Dallas County leads the U.S. in the number of people exonerated after being wrongfully convicted, Halperin says. “These are not death row cases but they’re symptomatic of continued mistakes within the criminal justice system. Craig Watkins keeps saying that he is morally opposed to the death penalty, yet he continues to go into the courtroom to seek death. Either he is or isn’t for the death penalty.

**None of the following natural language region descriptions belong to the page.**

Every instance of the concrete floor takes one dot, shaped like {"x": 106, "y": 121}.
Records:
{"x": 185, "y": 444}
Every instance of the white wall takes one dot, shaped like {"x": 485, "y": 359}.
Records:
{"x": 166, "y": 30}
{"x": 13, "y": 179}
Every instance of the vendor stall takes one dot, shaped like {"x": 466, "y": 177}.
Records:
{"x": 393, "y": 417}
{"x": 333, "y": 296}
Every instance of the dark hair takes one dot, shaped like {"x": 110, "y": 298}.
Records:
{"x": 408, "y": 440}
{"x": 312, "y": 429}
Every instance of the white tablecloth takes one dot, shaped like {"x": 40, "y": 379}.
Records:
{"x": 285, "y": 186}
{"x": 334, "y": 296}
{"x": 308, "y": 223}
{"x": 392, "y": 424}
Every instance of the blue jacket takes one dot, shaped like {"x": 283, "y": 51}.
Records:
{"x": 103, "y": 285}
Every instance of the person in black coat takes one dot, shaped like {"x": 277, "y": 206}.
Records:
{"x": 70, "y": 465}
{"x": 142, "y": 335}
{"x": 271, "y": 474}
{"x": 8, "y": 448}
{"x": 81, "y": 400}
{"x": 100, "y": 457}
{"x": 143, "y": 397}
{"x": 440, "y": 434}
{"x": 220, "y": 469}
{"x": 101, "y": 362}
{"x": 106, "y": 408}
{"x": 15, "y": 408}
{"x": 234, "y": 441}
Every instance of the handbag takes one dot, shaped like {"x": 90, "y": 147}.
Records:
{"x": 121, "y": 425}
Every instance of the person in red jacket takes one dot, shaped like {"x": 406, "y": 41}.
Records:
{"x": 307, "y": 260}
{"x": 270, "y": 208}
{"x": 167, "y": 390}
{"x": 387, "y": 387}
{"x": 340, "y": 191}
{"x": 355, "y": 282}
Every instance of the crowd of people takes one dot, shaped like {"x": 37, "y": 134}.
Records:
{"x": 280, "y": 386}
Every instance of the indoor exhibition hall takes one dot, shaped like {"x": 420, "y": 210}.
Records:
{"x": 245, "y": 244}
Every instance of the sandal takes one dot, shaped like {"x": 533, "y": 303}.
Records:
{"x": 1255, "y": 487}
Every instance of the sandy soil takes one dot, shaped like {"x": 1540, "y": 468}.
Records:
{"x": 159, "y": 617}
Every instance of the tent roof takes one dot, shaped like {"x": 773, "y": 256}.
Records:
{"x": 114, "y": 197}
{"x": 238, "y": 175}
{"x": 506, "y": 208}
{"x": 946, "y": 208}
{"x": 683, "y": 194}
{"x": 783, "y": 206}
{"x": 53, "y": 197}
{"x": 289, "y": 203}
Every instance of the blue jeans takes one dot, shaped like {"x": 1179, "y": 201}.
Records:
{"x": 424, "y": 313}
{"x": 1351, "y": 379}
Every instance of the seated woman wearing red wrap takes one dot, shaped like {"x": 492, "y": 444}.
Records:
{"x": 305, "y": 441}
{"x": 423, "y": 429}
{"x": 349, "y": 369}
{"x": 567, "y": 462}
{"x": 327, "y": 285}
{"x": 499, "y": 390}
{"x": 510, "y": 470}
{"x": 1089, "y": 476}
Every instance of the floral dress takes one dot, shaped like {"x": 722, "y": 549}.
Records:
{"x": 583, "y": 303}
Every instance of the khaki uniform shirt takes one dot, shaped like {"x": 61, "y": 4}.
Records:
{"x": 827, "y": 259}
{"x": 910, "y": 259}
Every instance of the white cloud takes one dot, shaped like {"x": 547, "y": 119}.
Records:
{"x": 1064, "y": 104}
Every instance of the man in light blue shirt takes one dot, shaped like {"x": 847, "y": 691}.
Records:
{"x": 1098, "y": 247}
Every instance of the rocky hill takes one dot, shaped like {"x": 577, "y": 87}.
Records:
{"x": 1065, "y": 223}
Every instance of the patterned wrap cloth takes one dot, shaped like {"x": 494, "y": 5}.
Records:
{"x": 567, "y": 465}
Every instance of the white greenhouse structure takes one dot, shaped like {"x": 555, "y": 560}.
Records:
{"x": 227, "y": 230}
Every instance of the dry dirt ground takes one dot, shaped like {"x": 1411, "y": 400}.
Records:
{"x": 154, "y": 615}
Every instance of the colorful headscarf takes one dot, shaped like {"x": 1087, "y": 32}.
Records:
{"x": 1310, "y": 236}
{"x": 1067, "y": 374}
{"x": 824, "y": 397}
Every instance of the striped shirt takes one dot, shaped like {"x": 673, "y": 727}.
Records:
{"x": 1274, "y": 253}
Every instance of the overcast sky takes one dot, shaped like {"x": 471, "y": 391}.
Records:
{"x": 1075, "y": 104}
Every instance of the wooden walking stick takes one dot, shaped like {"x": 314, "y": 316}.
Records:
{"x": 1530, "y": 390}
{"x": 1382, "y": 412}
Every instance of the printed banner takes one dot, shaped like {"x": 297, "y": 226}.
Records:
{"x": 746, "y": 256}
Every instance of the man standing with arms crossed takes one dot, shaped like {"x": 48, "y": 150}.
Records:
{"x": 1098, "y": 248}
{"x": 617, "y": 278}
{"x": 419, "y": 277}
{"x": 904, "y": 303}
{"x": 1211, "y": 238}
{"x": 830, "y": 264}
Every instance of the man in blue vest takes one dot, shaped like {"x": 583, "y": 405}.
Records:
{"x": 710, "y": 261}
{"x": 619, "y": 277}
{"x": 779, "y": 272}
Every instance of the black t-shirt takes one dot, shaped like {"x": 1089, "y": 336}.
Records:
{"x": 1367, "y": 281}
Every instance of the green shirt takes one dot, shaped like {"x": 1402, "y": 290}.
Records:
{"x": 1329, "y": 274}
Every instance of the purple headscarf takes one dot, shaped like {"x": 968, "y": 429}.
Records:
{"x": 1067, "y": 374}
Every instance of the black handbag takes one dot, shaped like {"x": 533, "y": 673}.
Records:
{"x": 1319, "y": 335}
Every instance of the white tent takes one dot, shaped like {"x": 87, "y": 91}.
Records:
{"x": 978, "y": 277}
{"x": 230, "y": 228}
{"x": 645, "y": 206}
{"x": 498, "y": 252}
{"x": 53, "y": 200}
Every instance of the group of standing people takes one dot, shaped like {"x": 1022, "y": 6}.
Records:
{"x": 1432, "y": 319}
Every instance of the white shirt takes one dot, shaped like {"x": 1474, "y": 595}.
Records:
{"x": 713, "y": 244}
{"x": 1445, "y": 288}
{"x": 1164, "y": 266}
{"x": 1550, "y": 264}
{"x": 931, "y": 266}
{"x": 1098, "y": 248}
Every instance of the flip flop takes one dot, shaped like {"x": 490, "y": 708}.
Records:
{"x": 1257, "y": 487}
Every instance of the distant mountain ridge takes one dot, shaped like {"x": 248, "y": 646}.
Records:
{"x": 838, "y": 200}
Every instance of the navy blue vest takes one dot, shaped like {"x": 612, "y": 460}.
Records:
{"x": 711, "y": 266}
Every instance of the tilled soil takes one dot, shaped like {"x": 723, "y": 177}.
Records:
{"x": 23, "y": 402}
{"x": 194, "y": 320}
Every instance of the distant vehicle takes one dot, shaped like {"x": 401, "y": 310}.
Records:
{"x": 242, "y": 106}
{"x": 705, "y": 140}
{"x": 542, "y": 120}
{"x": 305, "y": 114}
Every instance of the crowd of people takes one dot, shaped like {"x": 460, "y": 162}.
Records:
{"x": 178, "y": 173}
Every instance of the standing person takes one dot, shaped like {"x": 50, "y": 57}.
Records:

This is an opportunity for him to deliver consistency and stop being hypocritical about what he says and how he acts.”
Those who have been executed in Texas despite strong-to-overwhelming evidence of innocence include Cameron Todd Willingham, Claude Jones, Ruben Cantu, Joe Nichols, Carlos Santana, Leonel Herrera, James Betherd, Shaka Sankofa (aka Gary Graham), Greg Wright and Frances Newton.
“In addition there are people currently on death row with strong claims of innocence, including Hank Skinner, Tony Medina, Howard Guidry, Brian Davis, Max Soffar and Rob Will,” Halperin says. “And 12 people have been released from Texas’ death row because they were innocent, among them Anthony Graves, Robert Springsteen, Ernest Ray Willis, Ricardo Aldape Guerra, Muneer Deeb, Clarence Brandley and Randall Dale Adams.”
“The overwhelming factual evidence is that this state has executed at least one innocent person and most likely many more who were innocent,” Halperin says. “The day should come immediately that all DAs in this state stop seeking death as a judicial punishment.”